Writing a new eval case
The mental model: you are writing the test a user would run if they themselves had to prove the feature works. Think PTY-observable behavior, tmux state, files on disk, shim call records — never struct fields or return values.
A minimal PTY case:
//go:build eval_smoke
package feedback_test
import (
"testing"
"time"
"github.com/asheshgoplani/agent-deck/tests/eval/harness"
)
func TestEval_MyNewCase(t *testing.T) {
sb := harness.NewSandbox(t)
sb.GhShim.ScriptSuccess()
p := sb.Spawn("feedback")
defer p.Close()
p.ExpectOutput("Rating (1-5", 3*time.Second)
p.Send("5\n")
// ...
p.ExpectExit(0, 5*time.Second)
}
A minimal tmux case:
//go:build eval_smoke
package session_test
func TestEval_MyTmuxCase(t *testing.T) {
sb := harness.NewSandbox(t)
sb.InstallTmuxShim(t)
// exec the agent-deck binary via sb.BinPath with sb.Env();
// then query real tmux via sb.Tmux("display-message", "-p", "-t", name, fmt)
}
Checklist for new cases
- TDD first. Sabotage the product code to reintroduce the target bug, run the new test, watch it fail, restore the fix, watch it pass. If the test passes with the bug reintroduced, the test is not doing its job.
- Tag it.
//go:build eval_smokeat the very top of the file. No untagged eval files — they'd run undergo test ./...and break local dev loops. - Hermetic. No live network. Use
sb.GhShimforgh, install a tmux shim if you touch tmux. No reliance on$HOMEstate. - Cheap. Smoke-tier cases should take <2s each. If a case needs more,
tag it
eval_fullinstead (releases only). - Useful failure messages. When the test fails, the diagnostic should tell a future hotfix author what regressed. "want X before Y" beats "got false, want true."
CI vs local
| Aspect | Local | CI (eval-smoke.yml) |
CI (release.yml) |
|---|---|---|---|
| Platform | your dev box | Ubuntu latest | Ubuntu latest |
| Trigger | manual | every PR (paths-filtered) | every tag push |
| Tags | you choose | eval_smoke |
eval_smoke eval_full |
| Timeout | your patience | 3m per go test |
6m per go test |
-race |
opt-in | always on | always on |
| macOS | works | n/a | n/a |
macOS. The harness runs on macOS locally but is not covered by CI. Some termenv probes and tmux semantics differ between kernels; if you hit a macOS-only failure, treat it as a yellow flag and investigate before shipping, but don't block the PR on it.
Troubleshooting
"No packages found" gopls warning. The test file is hidden behind a
build tag your editor doesn't know about. Add "buildFlags": ["-tags=eval_smoke"]
to your gopls settings.
PTY output is garbage like \x1b]11;?\x1b\\\x1b[6n. termenv is probing
the pseudo-terminal.

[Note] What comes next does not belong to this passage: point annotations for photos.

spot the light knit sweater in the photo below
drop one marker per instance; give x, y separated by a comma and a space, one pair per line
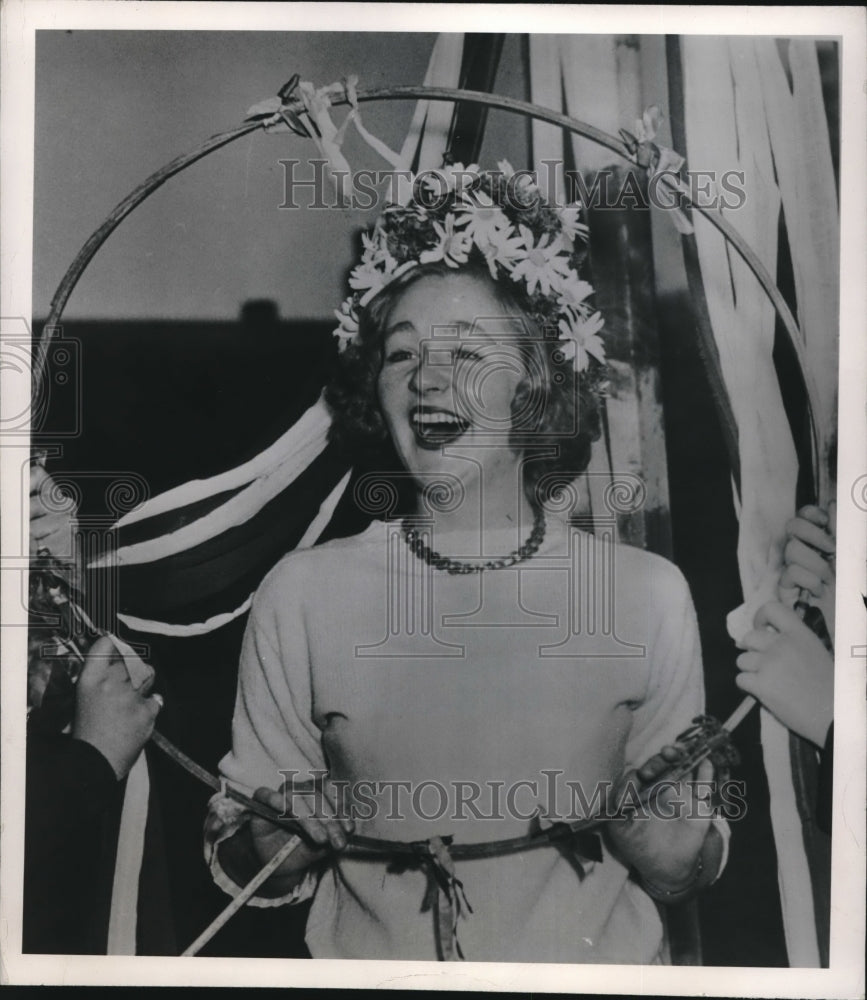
361, 660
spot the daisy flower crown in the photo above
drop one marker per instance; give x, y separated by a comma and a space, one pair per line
458, 215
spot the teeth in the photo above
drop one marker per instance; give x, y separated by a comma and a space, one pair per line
436, 418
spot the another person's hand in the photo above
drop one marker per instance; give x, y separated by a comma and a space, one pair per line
667, 843
52, 517
787, 668
323, 831
110, 713
808, 560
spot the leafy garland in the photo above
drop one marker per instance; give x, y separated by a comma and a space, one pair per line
459, 214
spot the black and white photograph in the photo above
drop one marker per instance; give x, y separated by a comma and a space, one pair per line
428, 458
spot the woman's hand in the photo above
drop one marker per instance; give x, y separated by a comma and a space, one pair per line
787, 668
323, 831
668, 841
110, 713
808, 560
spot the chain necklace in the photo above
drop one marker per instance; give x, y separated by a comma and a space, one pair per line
455, 566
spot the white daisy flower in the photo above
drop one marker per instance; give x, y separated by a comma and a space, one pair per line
573, 291
579, 339
370, 274
347, 328
542, 263
484, 220
453, 247
569, 217
500, 246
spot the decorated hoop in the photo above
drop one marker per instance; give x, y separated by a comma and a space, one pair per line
643, 154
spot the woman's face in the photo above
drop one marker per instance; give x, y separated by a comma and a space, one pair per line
451, 366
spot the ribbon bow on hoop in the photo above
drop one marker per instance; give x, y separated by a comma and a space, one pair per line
661, 163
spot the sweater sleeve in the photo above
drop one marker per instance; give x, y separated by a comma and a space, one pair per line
274, 737
70, 787
675, 692
825, 791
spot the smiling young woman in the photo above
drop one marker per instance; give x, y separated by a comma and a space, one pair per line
433, 683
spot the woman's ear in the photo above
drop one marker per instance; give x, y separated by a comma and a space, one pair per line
531, 394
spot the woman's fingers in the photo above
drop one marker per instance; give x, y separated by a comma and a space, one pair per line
659, 763
776, 615
751, 662
314, 813
813, 514
797, 553
758, 640
797, 578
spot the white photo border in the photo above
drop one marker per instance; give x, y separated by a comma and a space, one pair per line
845, 977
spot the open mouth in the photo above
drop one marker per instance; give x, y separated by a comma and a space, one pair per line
434, 428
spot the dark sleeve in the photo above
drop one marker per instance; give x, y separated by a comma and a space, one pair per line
69, 788
825, 791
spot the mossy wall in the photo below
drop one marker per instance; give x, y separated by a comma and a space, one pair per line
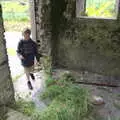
6, 85
84, 44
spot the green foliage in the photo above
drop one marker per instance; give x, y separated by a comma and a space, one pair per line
104, 8
25, 107
15, 11
69, 101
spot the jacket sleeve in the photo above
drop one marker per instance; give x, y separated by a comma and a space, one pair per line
38, 55
19, 47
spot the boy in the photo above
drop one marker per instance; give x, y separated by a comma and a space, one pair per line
27, 51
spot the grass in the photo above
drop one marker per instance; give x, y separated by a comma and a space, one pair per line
68, 101
24, 107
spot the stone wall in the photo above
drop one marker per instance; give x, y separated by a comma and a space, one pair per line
43, 25
84, 44
6, 86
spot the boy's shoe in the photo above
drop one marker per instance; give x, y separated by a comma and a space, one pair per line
32, 76
30, 85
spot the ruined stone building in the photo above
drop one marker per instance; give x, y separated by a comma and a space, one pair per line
74, 43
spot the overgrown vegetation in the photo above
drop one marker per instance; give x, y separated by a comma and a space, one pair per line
98, 8
68, 101
25, 107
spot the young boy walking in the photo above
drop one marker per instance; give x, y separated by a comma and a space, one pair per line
27, 51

The sandbox already sets TERM=dumb and
AGENTDECK_COLOR=none to suppress this. If you still see probes, a newly
imported library is initializing termenv directly; find it and either gate
on env or skip the probe.
Tmux tests leave sessions behind. The sandbox's teardown runs
kill-server on the per-test socket. If a test fails between session start and teardown and you find stale sessions, they are on the isolated
socket — they won't interfere with your real tmux and will be cleaned up
when the socket path (a t.TempDir() subdir) is removed.

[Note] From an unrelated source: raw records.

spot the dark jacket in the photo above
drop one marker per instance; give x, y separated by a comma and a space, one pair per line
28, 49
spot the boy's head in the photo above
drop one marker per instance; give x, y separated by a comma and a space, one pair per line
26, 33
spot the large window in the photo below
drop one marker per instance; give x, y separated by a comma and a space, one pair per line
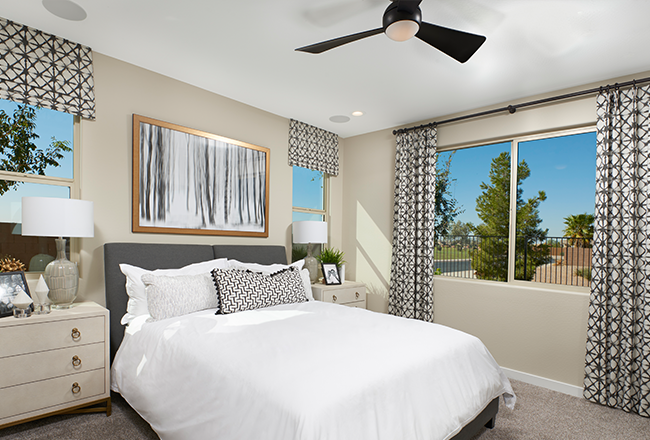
36, 159
309, 201
551, 193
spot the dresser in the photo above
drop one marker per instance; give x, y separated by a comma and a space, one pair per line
54, 363
349, 293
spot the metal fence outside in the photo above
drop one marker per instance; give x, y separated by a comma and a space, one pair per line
552, 260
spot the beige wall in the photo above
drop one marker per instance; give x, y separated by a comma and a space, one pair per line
122, 89
529, 329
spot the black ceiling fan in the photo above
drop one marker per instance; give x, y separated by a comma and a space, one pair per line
403, 20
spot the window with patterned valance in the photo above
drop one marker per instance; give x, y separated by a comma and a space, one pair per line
314, 148
46, 71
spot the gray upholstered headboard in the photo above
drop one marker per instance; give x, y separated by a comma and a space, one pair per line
167, 256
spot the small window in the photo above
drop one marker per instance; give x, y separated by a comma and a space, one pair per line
309, 201
45, 168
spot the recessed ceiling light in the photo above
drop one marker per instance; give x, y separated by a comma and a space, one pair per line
340, 118
65, 9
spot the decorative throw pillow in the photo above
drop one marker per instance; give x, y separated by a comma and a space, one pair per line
272, 268
241, 290
169, 296
137, 304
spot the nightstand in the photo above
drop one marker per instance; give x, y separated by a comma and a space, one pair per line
349, 293
54, 363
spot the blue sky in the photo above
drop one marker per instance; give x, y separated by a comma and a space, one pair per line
48, 123
563, 167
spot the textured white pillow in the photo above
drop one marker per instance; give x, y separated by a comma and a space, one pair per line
137, 304
169, 296
272, 268
241, 290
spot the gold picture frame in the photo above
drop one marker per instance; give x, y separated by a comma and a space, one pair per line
187, 181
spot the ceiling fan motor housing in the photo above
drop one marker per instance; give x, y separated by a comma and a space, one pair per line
395, 14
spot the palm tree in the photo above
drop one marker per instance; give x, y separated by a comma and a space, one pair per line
580, 229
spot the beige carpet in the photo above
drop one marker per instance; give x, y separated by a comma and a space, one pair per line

"tmux: no server running" inside a test. The first tmux call against a
fresh per-sandbox socket spins up a server. If you get this error, the
binary is calling tmux before the shim has taken effect — verify
sb.InstallTmuxShim(t) is called before sb.Spawn(...).
The mandate
Per CLAUDE.md's watcher and feedback mandates, new interactive flows
should ship with an eval case. If you're adding a prompt, a tmux status
change, a disclosure step, or any behavior the user sees but pure Go tests
can't reach, add a case here before merging.